Picture book apps take various approaches to transforming a book into an application that can run on a smartphone or other electronic device. Some apps use a book's text and illustrations with a few bells and whistles added. Other apps adjust a book's text to the new medium and add interactive elements and still other apps transform a book into an experience completely different than reading a text from start to finish. Similar to popular apps in other fields, a good picture book app must be intuitive, interactive, fun and exciting. Multiple opportunities for the user's actions to cause fun, interesting reactions are what make an app successful.
Curious Puppy produces an app for Freight Train by Donald Crews. This app basically moves the text and illustrations from the book straight to the app; however, there are really fun parts to this app. The soundtrack includes songs about trains, the sound of train whistles and so on. Users may explore the contents of the freight train. There is a fruit tossing game inside the purple box car. The youngest users will enjoy this intuitive app. This type of app may not hold a user's interest for a high number of repeated uses but it will certainly appeal to a user familiar with the book. With excitement, they will recognize the pictures and words that they already know, enjoy opening the doors on the train and playing with the contents of the train's cars.
Boynton Moo Media and Loud Crow Interactive produce The Going to Bed Book app. Loud Crow Interactive apps transfer most of an actual reading experience to the app but with very interesting, fun additions. At the beginning of the app, the user may choose to have the words read by a narrator or to read the words on his or her own.
With the first option, each word is highlighted as the narrator reads the story. With both options, the reader may touch any word at any time and have the word highlighted and pronounced. The user turns simulated pages as a reader reading a book would turn real pages. The interactive parts include turning the hot water tap on and off when the characters take a bath, watching the screen steam up from the hot water, writing in the steam and other cool, awesome actions.
Don't Let the Pigeon Run this App (Hyperion/Small Planet Digital) by Mo Willems is an app which presents a different experience than reading text.

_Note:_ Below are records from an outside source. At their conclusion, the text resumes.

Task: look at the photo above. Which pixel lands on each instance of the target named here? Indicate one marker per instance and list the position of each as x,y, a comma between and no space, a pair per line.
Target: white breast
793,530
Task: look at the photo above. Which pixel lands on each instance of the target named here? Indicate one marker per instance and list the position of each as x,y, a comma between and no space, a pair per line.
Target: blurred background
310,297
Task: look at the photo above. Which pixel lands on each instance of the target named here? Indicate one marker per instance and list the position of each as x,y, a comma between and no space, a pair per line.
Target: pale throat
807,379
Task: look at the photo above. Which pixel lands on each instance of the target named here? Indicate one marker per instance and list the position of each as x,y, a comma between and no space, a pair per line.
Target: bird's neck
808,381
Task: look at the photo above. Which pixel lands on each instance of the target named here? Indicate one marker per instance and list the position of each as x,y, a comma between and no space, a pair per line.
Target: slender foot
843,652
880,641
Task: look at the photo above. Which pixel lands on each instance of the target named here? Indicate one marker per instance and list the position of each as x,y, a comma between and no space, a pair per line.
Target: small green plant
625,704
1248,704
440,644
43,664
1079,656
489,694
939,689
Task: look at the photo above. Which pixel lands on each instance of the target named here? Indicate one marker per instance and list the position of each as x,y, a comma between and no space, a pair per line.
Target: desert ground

The app is very interactive and the user collaborates with Mo Willems to create new stories. The user creates a personalized story in several ways including recording his or her voice, choosing words from a list and drawing pictures. These newly created sections are then used to fill in the gaps of a story outline which is already provided. This is a kooky, funny app which will have you and your young users laughing out loud. After a few uses, the child will realize that parts of the story outline are the same but this is a great, creative app. A section called Favorite Stories on the home page is empty and that is where the user saves the stories that he or she creates. On first using this app, I thought that this icon would contain favorite stories by Mo Willems which I found slightly misleading. Another creative, fun part of this app is a section where the user can learn to draw the pigeon. Even the youngest users will enjoy drawing on the screen. In his apps, as in his picture books, Mo Willems knows how to make stories and activities appealing to children.
Is using a children's picture book app the same as reading a print book? Reading is a cerebral, text-based activity and involves understanding the meaning of the symbols on the printed page. Picture book apps enhance a reading experience by providing opportunities to create, enjoy and explore.
Many picture book apps priced between one and eight dollars exist, and more are appearing everyday. They provide fun, exciting activities which children may go to after they have read a print book and are interested in more. Also picture book apps provide an alternative to entertainment-oriented apps purely focused on play. Picture book apps may be a solitary activity but they are also something a child and parent, care-giver or sibling could enjoy together. These apps, similar to gaming apps offer, a few moments of distraction or fun for a child, while exposing the child to aspects of literature at the same time. These apps are amusing and fun!